Les signes de fragilité de notre démocratie se multiplient – particulièrement au niveau local. Pour inverser la tendance, Mediacités et l’Observatoire de l’éthique publique proposent une refonte approfondie de nos règles du jeu démocratique, directement transposables en droit.
« Il faut saisir l’opportunité des élections municipales de 2020 pour donner un nouveau souffle à la démocratie locale. » Cette phrase introduit le « Livre Blanc pour une démocratie locale rénovée » que Mediacités co‐signe avec l’Observatoire de l’éthique publique.
Un think tank dédié à l’éthique publique
L’Observatoire de l’éthique publique, créé en mai 2018, rassemble des acteurs publics et des chercheurs afin de contribuer aux progrès de la transparence et de la déontologie aussi bien dans le champ de la connaissance scientifique que dans le domaine des pratiques politiques. Il est présidé par l’ancien député René Dosière.
De façon originale, un journal en ligne d’investigation locale et un observatoire d’experts ont décidé de mêler observations de terrain et compétences juridiques pour aboutir à un corpus de 28 mesures immédiatement transposables en droit. Car il faut changer les règles du jeu démocratique. Il y a urgence.
Un à un les signaux passent au rouge. L’abstention, qui a longtemps épargné les élections municipales, croît de scrutin local en scrutin local (36,5 % pour les municipales de 2014). Le sentiment de lassitude des maires gagne (51 % indiquaient ne pas être sûr de rempiler un an avant l’échéance). Même leur proximité légendaire envers leurs concitoyens s’étiole. Quand on les interroge sur l’identité de leur maire, les Français ne sont plus que 51 % à pouvoir citer son nom d’après un sondage IFOP de novembre 2017 réalisé pour le 100e congrès des maires par le Courrier des Maires.

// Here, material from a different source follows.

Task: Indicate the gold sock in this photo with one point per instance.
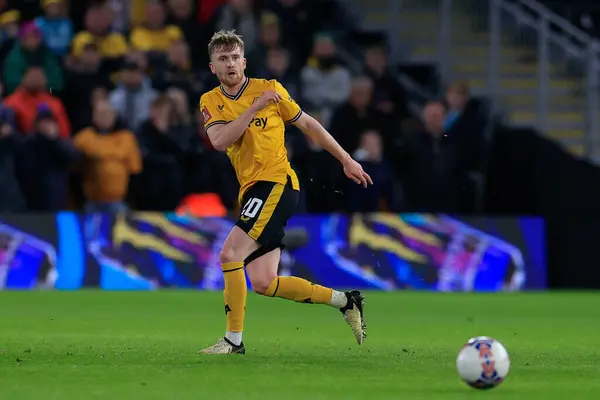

Dans les années 80, la proportion était de près de 80 %…
Notre démocratie, qui devrait être notre joyau, ne brille plus. Pis ! Elle suscite la méfiance voire le dédain. De nombreux problèmes s’accumulent pour expliquer cette fatigue démocratique. La complexité de l’action publique, le défaut croissant de représentativité des élus, l’éviction des citoyens de la décision… Il est impossible d’en rester à ce constat et de se résigner aux accusations du « tous‐pourris » qui mine notre démocratie.
Du Manifeste au Livre Blanc
Le Livre Blanc est le prolongement naturel du Manifeste pour une démocratie locale réelle, publié par Mediacités en novembre dernier. Il propose de nouvelles règles du jeu dans quatre domaines :
- Renforcer les règles déontologiques des élus locaux ;
- Dynamiser la démocratie locale par l’implication citoyenne ;
- Réorganiser le fonctionnement des collectivités locales ;
- Accroître la transparence sur la vie locale et son financement.
L’idée n’est pas tant de renforcer les contraintes qui pèsent sur nos 500 000 élus que de fixer un cadre précis pour leur venir en appui. Les manquements au devoir de probité ne concernent que 70 élus locaux par an en France. En revanche, il y a encore trop de zones grises qui font prendre des risques aux élus. Il n’existe ainsi aucun référentiel précis pour le remboursement des frais ou de code de conduite pour les cadeaux reçus dans l’exercice de son mandat ; les règles de prise illégale d’intérêts sont peu claires ; les formations de sensibilisation aux risques de corruption quasi‐inexistantes ; le régime des incompatibilités entre fonction d’élu et certaines professions insuffisant…
Ces dernières années, les avancées en matière d’éthique ou de prévention de la corruption sont intervenues à l’échelon national. Qu’il s’agisse, par exemple, de la Haute Autorité pour la transparence de la vie publique, créée à la suite de l’affaire Cahuzac ; du registre des lobbies auprès de l’Assemblée nationale ; ou de l’attribution de la présidence de la commission des Finances à un élu de l’opposition. Il est temps de transposer certains des outils, qui ont fait preuve de leur efficacité, à l’échelon local.
Plus largement, il importe introduire une culture de la transparence, de l’implication et du contrôle citoyen tout au long des mandats locaux. Aider à l’émergence de contre‐pouvoirs citoyens, c’est la base même de la démocratie. Car, comme le dit le sociologue Julien Talpin, la démocratie c’est avant tout le conflit… Le bon conflit. Celui qui réveille les consciences et permet de trouver les compromis.